Closed access to bibliography is dangerous – it actually holds back the scientific discovery process. We therefore believe it is important to have an authoritative Open collection of bibliographic records. This acts as a primary resource for the community which they can use for normalisation, discovery, annotation, etc. We seek confirmation that we can have programmatic access to the approximately twenty million or so records in PubMed. NCBI for example should be able to say: “these are the articles which we have in Pubmed” without breaking any laws or contracts. These articles would be identified by their core bibliographic data.

PROBLEMS

  • We received an original email last year stating that we could have such access to PubMed, but it has become unclear what PubMed is.
  • Identifying the correct content is not straightforward – are we talking about PMC / UKPMC / PubMed / Open Access subset?
  • What licenses are involved and on which subsets do open licenses such as CC0 apply?
  • These datasets are very large, so incremental and recordset-by-recordset requests to servers have resulted in roadblocks such as timeouts and errors.

WHAT DATASET ARE WE TALKING ABOUT

  • The 2 million articles in PMC are NOT all open access. There are 251,129 articles (approx 12% of PMC) that are in the open access subset.
  • Although there are 2 million or so articles in PMC which anyone can look at, print out etc, only 251k of these have an OA licence which allows people to re-use the content, including creating derivative works.
  • PMC and UKPMC have approximately the same full-text content. There are a small minority of journals which refused to allow their content to be mirrored to UKPMC.
  • The distinction between “public access” content and “open access” articles (i.e 0.25m articles) is irrelevant, as we are only interested in the bibliographic record, not the content.
  • For current purposes PMC and UKPMC can be used interchangeably.
  • PMC is only a subset of PubMed – which contains about twenty million records, the totality of content in NIH / NLM / NCBI.
  • The MEDLINE dataset is a subset of about 98% of PubMed.
  • However we believe, as per previous discussions, that the legal situation applies equally to PubMed as to the PMC.
  • So we are looking for every bibliographic record in PubMed (or MEDLINE if that is easier to acquire).

WHAT DO WE MEAN BY BIBLIOGRAPHIC RECORD

  • “Bibliography” is sometimes used as synonymous with “a given collection of bibliographic records”. Consider “the bibliographic data for Pubmed”; what we are interested in is enumerating individual bibliographic records.
  • “Citation” often refers to the reference within the fulltext to another publication (via its bibliographic record).

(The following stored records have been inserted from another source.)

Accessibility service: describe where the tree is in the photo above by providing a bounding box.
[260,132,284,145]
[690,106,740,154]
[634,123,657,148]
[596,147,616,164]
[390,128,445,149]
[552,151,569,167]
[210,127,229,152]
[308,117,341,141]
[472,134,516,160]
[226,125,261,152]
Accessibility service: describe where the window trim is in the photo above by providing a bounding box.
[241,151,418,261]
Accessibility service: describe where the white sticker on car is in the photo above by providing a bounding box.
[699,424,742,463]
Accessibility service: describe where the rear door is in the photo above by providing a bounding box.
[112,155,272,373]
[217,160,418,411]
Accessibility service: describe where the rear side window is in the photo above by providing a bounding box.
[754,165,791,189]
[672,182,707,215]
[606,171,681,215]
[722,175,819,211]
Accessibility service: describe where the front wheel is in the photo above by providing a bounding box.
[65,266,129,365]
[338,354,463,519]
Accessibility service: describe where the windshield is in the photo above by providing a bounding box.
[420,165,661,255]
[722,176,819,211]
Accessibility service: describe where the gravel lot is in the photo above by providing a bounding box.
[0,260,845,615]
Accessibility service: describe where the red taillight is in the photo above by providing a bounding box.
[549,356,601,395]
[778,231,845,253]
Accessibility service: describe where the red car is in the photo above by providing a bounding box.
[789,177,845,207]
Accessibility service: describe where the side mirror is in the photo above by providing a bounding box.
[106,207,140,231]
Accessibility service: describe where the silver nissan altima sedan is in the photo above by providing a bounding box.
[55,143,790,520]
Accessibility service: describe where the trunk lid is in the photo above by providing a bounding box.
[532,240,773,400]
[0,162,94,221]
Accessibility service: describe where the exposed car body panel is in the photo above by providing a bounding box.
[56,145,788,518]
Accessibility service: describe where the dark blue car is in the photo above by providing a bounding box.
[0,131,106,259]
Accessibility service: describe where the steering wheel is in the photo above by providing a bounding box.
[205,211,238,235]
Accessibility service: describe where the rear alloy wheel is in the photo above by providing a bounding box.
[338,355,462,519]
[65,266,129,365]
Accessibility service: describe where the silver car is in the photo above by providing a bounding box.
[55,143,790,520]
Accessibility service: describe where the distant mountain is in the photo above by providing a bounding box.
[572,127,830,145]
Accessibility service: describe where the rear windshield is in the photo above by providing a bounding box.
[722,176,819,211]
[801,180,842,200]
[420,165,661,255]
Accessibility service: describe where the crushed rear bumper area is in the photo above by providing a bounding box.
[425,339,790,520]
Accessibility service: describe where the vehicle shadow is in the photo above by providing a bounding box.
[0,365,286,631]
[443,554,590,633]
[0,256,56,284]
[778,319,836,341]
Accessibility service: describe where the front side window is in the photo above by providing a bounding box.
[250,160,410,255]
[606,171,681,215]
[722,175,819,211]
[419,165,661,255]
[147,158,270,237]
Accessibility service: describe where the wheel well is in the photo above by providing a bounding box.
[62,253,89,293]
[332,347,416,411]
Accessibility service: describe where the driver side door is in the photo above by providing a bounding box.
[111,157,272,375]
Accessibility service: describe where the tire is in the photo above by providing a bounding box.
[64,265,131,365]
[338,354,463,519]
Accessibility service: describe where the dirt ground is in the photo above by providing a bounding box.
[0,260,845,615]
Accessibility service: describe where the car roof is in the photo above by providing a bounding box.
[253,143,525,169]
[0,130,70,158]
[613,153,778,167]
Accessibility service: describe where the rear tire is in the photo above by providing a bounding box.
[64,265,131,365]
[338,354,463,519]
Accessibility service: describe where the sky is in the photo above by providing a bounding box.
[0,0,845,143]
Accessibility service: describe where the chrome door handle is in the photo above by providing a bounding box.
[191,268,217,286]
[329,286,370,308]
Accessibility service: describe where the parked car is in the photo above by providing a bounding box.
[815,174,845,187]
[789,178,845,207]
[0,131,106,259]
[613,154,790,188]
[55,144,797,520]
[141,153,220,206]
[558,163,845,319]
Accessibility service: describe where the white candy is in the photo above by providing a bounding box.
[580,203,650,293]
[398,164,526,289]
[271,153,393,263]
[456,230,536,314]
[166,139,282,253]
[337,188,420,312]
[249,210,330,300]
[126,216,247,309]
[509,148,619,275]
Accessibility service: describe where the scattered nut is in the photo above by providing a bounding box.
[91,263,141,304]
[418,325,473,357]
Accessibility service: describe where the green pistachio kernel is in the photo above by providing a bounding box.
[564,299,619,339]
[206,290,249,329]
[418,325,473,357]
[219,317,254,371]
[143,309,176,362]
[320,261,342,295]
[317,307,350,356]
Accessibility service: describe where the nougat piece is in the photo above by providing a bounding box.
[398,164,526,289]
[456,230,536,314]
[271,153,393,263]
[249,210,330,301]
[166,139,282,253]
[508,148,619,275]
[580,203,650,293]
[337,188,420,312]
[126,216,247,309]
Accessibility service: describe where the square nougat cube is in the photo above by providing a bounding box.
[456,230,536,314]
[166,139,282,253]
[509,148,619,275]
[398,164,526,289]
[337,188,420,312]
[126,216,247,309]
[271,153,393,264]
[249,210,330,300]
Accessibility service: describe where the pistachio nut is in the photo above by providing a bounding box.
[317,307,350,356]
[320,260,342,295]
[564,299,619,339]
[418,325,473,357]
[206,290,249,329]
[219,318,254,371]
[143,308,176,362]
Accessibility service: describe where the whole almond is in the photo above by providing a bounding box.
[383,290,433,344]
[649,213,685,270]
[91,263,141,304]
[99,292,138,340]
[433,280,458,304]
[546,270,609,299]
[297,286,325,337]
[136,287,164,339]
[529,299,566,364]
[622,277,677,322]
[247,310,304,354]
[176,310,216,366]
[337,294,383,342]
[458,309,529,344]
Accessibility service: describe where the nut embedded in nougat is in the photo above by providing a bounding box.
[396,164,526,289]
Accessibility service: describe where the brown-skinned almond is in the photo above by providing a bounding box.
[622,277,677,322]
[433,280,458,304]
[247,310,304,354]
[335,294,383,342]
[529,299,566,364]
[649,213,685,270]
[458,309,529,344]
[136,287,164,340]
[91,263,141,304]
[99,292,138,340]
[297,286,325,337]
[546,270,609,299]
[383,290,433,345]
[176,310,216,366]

The list of citations is not in general Open except in Open Access journals.
  • For the purposes of Open Bibliography we are restricting our discussion to what we call core bibliographic data (described in the open bibliographic data principles)
  • We regard the core bibliographic data as uncopyrightable, and generally acknowledged to be necessarily Open.
  • This core bibliographic data is what we mean by the bibliographic record.
  • Such records are unoriginal and inevitable, being the only way of actually identifying a work.
  • Although collections of bibliographic data are copyrightable (at least in Europe) because they are the result of the creative act of assembling a set of records, the individual records are not.
  • There is no creative act in compiling the list of bibliographic records held by NCBI/Pubmed as it is an exhaustive enumeration.
  • We believe that there is no moral case and probably no legal case for regarding these as the property of the publisher.

WHAT DO WE NOT MEAN BY BIBLIOGRAPHIC RECORD

  • As abstracts appear to be copyrightable we do not include abstracts, or annotations.
  • If it is not in the open bibliographic principles, we do not consider it to be in the bibliographic record.

WHAT WE HOPE TO GET NOW

  • Due to issues with programmatic access to PMC / PubMed dataset (restrictions on requests to the servers that contain them, we request a dump of the MEDLINE dataset.
  • This represents about 98% of PubMed which we believe is or should be available as CC0.
  • As MEDLINE also has incremental updates, we request ongoing access to those, to allow change tracking and synchronisation.
  • We have have filled in the automatic leasing form for the MEDLINE set a few times since February, (most recent attempt was at the end of April.)
  • We hope that the position is now clearly stated in this post, and await confirmation.
  • Upon agreement we look forward to receiving the XML files containing the MEDLINE dataset, from which we will extract the aforementioned unoriginal and re-usable bibliographic data.

We look forward to resolving this, to receiving the data, and to helping to make it openly available.